Additional NID rounds, requiring considerable extra resources, are being conducted in most countries affected by conflict because routine immunization services are absent or insufficient. It is essential to intensify efforts in the remaining areas of endemicity as the goal of global eradication draws nearer. In this situation the cost per case prevented rises steeply, making other health interventions appear to be more cost-effective. Because polio is highly infectious and spreads insidiously, immunization must continue worldwide until eradication is achieved in every country.
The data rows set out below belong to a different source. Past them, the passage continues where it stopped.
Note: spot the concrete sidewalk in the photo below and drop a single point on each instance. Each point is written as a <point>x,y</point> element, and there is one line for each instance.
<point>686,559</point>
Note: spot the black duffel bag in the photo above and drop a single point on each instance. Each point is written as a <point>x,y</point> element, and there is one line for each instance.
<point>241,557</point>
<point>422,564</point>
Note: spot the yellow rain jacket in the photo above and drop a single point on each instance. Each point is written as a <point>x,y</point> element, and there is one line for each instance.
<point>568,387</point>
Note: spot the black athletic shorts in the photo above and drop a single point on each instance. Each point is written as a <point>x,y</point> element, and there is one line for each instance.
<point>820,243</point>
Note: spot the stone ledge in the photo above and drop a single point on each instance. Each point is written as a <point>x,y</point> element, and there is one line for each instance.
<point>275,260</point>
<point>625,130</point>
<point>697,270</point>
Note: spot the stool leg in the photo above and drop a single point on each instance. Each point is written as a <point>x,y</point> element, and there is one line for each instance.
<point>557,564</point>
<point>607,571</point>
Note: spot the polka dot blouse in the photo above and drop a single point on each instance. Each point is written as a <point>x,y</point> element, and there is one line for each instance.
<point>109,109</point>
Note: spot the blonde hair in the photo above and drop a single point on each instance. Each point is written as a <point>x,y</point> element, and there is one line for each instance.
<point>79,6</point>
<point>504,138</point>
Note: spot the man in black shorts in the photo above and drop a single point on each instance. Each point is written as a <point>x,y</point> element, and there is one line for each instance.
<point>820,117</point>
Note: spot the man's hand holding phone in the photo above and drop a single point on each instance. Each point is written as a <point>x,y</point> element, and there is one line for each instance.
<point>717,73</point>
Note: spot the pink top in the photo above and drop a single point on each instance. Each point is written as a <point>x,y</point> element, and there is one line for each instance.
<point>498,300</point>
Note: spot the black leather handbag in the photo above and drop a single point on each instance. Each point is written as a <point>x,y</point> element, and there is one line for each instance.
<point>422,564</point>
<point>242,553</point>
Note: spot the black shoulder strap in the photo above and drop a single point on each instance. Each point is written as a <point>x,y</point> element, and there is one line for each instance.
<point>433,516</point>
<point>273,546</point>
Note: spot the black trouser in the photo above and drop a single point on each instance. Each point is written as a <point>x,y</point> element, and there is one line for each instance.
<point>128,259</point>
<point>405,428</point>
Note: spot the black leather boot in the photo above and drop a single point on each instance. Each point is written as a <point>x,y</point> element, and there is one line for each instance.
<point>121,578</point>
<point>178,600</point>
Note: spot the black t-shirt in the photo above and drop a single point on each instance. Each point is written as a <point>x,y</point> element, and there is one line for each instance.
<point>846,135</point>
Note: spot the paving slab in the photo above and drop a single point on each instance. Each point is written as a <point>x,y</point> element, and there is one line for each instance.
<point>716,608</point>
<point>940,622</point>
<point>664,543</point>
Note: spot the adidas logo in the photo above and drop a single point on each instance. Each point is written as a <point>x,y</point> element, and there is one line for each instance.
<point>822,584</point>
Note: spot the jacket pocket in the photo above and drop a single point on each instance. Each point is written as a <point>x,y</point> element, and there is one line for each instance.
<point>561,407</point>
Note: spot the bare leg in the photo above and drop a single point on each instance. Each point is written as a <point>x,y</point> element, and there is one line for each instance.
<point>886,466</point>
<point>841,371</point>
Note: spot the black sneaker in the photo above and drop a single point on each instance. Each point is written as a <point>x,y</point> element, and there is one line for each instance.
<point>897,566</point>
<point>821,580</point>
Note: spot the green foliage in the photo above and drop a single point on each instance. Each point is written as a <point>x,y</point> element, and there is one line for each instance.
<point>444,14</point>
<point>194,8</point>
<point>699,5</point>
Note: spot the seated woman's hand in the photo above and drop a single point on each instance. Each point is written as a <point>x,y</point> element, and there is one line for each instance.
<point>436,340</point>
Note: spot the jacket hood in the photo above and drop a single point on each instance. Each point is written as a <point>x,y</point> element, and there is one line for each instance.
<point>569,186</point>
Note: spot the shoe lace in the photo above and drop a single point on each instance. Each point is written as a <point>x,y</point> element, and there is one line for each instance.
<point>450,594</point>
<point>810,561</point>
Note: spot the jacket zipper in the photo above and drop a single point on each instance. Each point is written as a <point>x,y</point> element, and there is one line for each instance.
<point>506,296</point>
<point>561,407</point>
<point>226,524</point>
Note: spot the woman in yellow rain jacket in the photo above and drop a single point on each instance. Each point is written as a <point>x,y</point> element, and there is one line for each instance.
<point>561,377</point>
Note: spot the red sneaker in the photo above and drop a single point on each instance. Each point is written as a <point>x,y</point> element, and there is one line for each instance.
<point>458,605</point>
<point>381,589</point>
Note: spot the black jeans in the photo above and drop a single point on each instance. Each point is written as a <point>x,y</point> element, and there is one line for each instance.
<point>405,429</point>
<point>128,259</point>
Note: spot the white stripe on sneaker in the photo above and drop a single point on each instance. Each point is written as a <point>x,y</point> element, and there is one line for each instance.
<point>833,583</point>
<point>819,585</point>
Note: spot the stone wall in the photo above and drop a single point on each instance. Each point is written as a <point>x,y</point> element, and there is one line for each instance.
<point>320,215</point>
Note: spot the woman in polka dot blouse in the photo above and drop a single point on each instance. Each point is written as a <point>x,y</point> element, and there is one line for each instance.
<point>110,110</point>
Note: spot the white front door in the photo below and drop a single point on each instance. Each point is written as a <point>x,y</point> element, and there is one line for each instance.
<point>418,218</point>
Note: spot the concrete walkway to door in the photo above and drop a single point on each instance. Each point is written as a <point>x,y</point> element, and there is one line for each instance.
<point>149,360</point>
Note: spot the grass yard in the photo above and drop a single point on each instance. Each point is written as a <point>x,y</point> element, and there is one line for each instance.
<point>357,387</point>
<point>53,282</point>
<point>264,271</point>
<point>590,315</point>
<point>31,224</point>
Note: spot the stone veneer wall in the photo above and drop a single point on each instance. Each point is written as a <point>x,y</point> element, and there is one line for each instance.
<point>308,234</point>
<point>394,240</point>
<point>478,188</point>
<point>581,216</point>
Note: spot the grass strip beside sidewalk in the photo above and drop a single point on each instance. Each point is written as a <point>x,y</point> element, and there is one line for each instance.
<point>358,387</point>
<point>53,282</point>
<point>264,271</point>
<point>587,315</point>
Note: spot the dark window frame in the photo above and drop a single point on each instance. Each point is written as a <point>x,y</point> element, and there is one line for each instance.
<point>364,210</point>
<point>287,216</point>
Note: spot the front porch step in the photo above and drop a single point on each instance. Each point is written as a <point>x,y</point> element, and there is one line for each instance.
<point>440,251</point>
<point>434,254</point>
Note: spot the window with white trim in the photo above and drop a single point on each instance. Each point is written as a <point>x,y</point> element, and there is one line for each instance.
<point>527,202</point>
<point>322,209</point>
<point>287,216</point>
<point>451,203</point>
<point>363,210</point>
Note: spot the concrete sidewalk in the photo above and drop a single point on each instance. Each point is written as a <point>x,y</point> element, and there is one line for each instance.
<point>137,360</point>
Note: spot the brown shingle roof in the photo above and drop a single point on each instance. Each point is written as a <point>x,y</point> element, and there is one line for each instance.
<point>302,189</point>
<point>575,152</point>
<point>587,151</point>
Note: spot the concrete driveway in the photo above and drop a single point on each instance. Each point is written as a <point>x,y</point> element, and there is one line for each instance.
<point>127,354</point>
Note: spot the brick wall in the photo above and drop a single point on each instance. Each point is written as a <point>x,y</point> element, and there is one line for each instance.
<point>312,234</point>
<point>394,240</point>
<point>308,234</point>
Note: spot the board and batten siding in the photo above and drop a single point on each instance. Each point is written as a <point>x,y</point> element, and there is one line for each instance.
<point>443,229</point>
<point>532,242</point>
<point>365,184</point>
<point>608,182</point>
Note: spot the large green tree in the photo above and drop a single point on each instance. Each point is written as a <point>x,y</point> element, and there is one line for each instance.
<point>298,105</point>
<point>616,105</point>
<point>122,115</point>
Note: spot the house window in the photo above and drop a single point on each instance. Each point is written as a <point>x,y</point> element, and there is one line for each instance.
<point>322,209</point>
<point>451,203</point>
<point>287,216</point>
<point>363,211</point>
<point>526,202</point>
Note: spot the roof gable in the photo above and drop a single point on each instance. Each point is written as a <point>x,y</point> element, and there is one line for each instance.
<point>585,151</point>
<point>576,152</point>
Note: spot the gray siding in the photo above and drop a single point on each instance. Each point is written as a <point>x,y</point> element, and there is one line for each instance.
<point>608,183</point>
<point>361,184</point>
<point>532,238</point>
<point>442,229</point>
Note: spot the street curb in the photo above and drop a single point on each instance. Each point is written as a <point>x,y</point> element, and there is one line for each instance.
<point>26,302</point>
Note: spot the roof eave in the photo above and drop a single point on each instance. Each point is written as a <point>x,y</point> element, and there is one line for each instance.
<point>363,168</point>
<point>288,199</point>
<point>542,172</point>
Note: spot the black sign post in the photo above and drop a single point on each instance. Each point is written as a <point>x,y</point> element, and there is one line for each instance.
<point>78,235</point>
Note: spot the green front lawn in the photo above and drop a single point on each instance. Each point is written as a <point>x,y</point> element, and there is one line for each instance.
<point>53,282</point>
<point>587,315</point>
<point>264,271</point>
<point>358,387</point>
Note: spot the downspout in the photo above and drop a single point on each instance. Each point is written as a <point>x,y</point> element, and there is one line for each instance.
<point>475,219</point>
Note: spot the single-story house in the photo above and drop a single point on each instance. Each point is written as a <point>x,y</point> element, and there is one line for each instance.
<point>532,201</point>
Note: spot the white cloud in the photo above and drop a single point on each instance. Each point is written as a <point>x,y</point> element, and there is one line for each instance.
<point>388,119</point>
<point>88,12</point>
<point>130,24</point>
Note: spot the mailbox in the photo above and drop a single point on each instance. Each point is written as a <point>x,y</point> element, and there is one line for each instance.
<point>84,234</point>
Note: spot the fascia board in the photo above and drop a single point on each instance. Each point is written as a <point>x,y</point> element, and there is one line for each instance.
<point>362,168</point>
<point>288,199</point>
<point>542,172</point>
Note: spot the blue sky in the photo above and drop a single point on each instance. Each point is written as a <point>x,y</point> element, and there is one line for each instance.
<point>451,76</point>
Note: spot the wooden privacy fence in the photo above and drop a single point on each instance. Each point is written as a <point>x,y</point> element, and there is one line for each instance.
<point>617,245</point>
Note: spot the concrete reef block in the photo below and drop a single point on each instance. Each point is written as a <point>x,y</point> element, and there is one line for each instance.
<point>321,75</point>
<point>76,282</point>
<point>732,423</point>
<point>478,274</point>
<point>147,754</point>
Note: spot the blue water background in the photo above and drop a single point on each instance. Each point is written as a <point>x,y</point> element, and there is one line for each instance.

Significant contributions towards achieving polio eradication in countries affected by conflict have been made by Rotary International, UNICEF, WHO, the Centers for Disease Control and Prevention and USAID in the USA, the United Kingdom’s Department for International Development (DFID), the Danish International Development Agency, Australia’s AusAID, Japan through JICA, and Norway through NORAID. It is vital to assure the continuing availability of sufficient funds for eradication activities in countries affected by conflict.
The eradication of polio in conflict situations is possible, as has been demonstrated in certain countries of Asia and Central America. However, the accelerated campaigns currently under way can lead to fulfilment of the goal of global eradication in 2000 only if all the partners, including governments and local leaders in countries where the disease is endemic, as well as international donors, give unconditional and unprecedented support.
We dedicate this paper to the health workers who perished while trying to deliver vaccine to children in conflict situations in Ethiopia, Liberia, Peru, the Democratic Republic of the Congo, Sierra Leone, Somalia, and southern Sudan.